All hand-held light meters are essentially "dumb" devices. They are designed to do one thing, and one thing only (measure light intensity), but they can do that very well. Hand-held light meters have only one metering cell, and that cell can't see any image, just an average light value. It's just like a bathroom scale, except it's measuring light intensity instead of weight. It has no idea if it's measuring a human or a bucket of nails. Since the 70's, most SLR film cameras had more than one metering cell in the camera. This was done to get more information about the scene that was being photographed, so decisions could be made about how to adjust exposure. For example, center-weighted metering meant that more emphasis was placed on the cell that read the light from the center of the image, rather than the light readings from cells at the outer edges. This made these cameras "smarter" in terms of getting a good exposure more of the time. Into the late 80's, Nikon introduced matrix metering, which brought several metering cells into the camera, which allowed them to use complex algorithms to handle all kinds of scene scenarios to provide even better exposure results. All the other camera manufacturers came up with similar systems. At that time, 35mm cameras were so sophisticated that it would have been a backward step to use a hand-held meter.

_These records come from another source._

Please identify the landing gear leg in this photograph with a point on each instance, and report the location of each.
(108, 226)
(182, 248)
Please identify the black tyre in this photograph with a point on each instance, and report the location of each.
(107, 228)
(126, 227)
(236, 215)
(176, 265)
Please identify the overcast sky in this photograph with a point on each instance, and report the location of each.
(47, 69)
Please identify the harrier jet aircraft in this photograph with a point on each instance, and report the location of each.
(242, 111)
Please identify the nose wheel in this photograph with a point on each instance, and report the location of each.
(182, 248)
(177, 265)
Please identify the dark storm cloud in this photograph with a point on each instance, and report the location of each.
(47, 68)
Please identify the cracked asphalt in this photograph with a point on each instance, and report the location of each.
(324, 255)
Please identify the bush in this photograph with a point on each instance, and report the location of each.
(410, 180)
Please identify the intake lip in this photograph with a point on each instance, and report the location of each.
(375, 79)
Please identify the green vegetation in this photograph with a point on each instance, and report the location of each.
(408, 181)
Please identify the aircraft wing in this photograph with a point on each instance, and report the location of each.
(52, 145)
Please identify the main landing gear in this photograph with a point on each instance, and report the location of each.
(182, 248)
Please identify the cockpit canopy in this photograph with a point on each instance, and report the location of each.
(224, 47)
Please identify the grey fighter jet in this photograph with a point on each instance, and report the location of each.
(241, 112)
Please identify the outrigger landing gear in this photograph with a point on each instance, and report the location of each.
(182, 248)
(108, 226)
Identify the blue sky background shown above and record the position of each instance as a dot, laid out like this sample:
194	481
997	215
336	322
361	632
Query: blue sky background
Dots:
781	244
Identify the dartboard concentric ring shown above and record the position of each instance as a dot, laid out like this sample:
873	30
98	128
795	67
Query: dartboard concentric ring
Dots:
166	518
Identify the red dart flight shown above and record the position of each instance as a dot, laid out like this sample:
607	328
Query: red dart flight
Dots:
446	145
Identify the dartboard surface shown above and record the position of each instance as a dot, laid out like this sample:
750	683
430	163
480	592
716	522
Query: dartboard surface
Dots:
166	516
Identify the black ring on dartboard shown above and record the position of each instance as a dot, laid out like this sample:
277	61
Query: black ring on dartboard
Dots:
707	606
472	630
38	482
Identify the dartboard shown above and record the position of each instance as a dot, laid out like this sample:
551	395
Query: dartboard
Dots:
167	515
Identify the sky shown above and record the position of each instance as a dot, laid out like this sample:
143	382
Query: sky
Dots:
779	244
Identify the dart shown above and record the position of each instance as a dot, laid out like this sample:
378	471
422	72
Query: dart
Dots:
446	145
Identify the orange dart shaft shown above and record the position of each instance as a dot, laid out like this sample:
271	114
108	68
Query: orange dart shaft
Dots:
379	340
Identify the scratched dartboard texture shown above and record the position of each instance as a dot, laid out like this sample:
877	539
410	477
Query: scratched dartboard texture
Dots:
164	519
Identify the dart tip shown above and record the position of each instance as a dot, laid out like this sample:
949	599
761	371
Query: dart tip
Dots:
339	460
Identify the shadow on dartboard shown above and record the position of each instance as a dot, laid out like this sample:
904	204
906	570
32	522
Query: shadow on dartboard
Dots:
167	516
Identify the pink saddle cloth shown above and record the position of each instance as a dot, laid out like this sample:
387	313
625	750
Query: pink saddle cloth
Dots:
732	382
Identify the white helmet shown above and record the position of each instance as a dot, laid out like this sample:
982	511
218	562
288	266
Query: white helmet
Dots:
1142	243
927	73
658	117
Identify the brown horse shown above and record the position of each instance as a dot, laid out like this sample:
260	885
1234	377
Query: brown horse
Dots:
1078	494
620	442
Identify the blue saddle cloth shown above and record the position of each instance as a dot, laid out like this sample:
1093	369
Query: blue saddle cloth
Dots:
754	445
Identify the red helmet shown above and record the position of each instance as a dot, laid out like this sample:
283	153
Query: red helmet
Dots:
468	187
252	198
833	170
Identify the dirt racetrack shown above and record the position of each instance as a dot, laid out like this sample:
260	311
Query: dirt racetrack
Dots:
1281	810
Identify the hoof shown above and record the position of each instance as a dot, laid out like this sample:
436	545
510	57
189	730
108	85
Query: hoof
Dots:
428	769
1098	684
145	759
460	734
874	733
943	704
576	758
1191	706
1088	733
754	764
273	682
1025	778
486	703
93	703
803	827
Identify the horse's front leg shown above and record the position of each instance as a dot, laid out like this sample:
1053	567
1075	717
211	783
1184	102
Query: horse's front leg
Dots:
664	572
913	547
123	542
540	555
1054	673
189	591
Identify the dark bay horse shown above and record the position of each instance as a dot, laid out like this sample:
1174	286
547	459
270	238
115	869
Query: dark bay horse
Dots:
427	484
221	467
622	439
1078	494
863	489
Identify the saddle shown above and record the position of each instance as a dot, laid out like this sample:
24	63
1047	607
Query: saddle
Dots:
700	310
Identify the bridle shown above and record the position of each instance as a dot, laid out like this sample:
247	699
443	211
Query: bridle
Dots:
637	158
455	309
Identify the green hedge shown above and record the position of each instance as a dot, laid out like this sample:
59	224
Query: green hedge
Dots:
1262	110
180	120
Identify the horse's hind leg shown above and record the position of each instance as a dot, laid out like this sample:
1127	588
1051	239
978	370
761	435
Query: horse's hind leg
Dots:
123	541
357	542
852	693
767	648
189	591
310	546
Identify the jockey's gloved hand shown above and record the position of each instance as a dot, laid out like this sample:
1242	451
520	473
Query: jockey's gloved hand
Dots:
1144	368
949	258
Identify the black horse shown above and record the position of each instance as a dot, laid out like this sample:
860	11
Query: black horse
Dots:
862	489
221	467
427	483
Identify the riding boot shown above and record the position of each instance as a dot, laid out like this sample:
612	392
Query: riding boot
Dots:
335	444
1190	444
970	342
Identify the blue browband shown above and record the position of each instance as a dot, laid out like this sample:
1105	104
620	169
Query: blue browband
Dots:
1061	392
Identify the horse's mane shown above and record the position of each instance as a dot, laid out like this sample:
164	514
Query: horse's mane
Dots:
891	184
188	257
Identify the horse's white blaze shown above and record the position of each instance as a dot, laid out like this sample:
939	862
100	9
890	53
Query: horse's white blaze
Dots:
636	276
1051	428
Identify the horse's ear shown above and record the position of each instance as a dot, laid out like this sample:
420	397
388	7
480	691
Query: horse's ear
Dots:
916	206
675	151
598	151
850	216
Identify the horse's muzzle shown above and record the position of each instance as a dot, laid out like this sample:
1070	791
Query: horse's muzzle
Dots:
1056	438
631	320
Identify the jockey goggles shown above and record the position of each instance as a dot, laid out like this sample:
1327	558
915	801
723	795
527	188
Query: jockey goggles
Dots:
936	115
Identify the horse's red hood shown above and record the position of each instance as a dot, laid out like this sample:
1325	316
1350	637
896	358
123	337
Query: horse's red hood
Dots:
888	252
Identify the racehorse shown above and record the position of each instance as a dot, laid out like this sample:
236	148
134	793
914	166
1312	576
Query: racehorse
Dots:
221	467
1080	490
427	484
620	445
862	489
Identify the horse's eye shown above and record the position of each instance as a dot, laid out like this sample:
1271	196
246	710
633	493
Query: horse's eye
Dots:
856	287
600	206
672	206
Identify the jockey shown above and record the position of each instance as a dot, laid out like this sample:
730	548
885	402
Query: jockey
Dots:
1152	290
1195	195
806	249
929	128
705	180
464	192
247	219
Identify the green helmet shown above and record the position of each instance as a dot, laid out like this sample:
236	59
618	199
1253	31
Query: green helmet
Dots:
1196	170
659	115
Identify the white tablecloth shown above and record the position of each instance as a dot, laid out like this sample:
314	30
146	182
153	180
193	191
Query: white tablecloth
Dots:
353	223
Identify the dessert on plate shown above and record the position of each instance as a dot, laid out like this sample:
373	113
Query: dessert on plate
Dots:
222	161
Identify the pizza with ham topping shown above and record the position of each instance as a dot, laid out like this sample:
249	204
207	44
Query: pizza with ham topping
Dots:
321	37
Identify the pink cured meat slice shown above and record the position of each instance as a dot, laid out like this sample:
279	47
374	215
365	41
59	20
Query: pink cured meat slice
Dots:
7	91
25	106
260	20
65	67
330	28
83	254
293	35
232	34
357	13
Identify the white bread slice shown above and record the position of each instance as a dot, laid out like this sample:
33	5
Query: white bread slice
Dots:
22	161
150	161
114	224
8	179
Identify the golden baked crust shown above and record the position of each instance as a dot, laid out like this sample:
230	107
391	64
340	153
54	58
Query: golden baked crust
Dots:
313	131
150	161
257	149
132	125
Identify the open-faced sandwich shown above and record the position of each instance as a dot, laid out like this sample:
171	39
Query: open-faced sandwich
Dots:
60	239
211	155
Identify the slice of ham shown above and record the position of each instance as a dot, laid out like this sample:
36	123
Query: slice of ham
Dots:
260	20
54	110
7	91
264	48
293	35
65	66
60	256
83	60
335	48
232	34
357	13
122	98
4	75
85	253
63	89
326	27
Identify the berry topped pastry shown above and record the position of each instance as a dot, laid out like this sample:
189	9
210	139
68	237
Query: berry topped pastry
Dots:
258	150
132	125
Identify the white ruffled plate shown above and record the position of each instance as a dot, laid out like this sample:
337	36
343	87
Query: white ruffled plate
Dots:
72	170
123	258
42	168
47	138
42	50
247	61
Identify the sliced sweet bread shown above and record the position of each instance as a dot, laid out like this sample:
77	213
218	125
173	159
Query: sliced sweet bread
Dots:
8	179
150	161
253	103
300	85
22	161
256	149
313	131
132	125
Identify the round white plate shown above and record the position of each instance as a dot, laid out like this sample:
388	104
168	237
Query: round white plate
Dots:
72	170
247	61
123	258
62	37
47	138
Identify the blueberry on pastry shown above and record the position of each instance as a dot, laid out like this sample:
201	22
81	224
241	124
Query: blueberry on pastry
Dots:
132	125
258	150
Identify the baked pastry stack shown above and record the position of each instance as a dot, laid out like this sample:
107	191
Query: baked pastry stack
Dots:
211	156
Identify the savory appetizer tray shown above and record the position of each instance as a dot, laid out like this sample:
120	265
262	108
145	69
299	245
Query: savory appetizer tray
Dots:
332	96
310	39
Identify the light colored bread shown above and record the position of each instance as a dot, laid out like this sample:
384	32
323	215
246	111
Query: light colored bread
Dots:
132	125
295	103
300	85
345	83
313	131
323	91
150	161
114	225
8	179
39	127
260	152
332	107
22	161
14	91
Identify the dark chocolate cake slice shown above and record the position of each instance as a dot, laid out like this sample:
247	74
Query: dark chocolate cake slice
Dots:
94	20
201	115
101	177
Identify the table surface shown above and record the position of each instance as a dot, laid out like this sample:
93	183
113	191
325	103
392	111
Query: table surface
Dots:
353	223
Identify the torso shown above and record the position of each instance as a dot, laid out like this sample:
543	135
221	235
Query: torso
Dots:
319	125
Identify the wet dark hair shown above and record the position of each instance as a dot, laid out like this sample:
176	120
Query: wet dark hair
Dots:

Today, with digital cameras, every pixel becomes a metering cell. You literally have millions of metering cells in the camera, and that's how you can get fancy histograms and clipping alerts. That's a physical impossibility with a hand-held meter with a single metering cell.
These days, hand-held meters are still useful for cameras that have no meters (large format cameras, old cameras), or for cameras that have a single meter cell (better light sensitivity and possibly better accuracy with hand-held). Digital, in terms of hand-held light meters, just means that the display output is digital, it still has only a single metering cell. It still can't do anything at all like what a digital camera can do.
In the "old days", pro photographers used Polaroid shots to confirm their exposure was correct, and if not, adjust accordingly. You can do the same thing with a digital camera today, and it's much cheaper than using Polaroid. What you're doing with the digital camera to test exposure, makes perfect sense. By correlating your exposure on the digital camera, with your film camera, you should be able to get good results more easily than with a hand-held meter.
Every hand-held meter is designed to give the appropriate exposure for 18% gray average scenes. That works well for many scenes, but it's the photographer that needs to know when that doesn't apply, and adjust accordingly. The hand-held meter is still "dumb", and can't tell when the scene being shot doesn't meet the "normal" 18% gray average.